In this retrospective university based study, we reviewed the medical records of eight consecutive patients (mean age 54, range 34 to 78 years of age; 1 man, 7 women) during the time period, July 2008 to July 2009. All patients underwent pterional-orbitozygomatic craniotomy with resection portions of the superior and lateral orbital walls with reconstruction using the Medpor Titan implant.
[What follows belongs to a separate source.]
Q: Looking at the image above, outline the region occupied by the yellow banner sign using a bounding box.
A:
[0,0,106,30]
Indications for surgery were sphenoid wing meningioma (n=6), adenoid cystic carcinoma (n=1), and pachymeningitis (n=1).In all patients surgery was performed similarly. Following completion of tumour resection, the size of the defect in the orbital wall was assessed (3 to 12 cm2). Slightly larger sized implants were cut, such that 3 to 4 mm of overlap was achieved medially and laterally, and shaped, matching the shape of the excised bone. Edges are secured under (occasionally over) solid bone medially and laterally. Anterior, one to three titanium screws are used to fix the implant to the superior orbital rim. The craniotomy bone flap is then secured in a standard fashion.In all patients proptosis was either improved or normalized. No implant related complications were seen. This includes implant migration/displacement, infection, abnormalities in extraocular motility or the development of enophthalmos or pulsatile proptosis.
Based on our initial experience, due in part to its malleability and ability to retain shape, the Titan Medpor implant appears to be well suited to replace complex orbital wall defects of varying size and shape. Admittedly, this is a small retrospective study and its role in orbito-cranial reconstruction continues to evolve.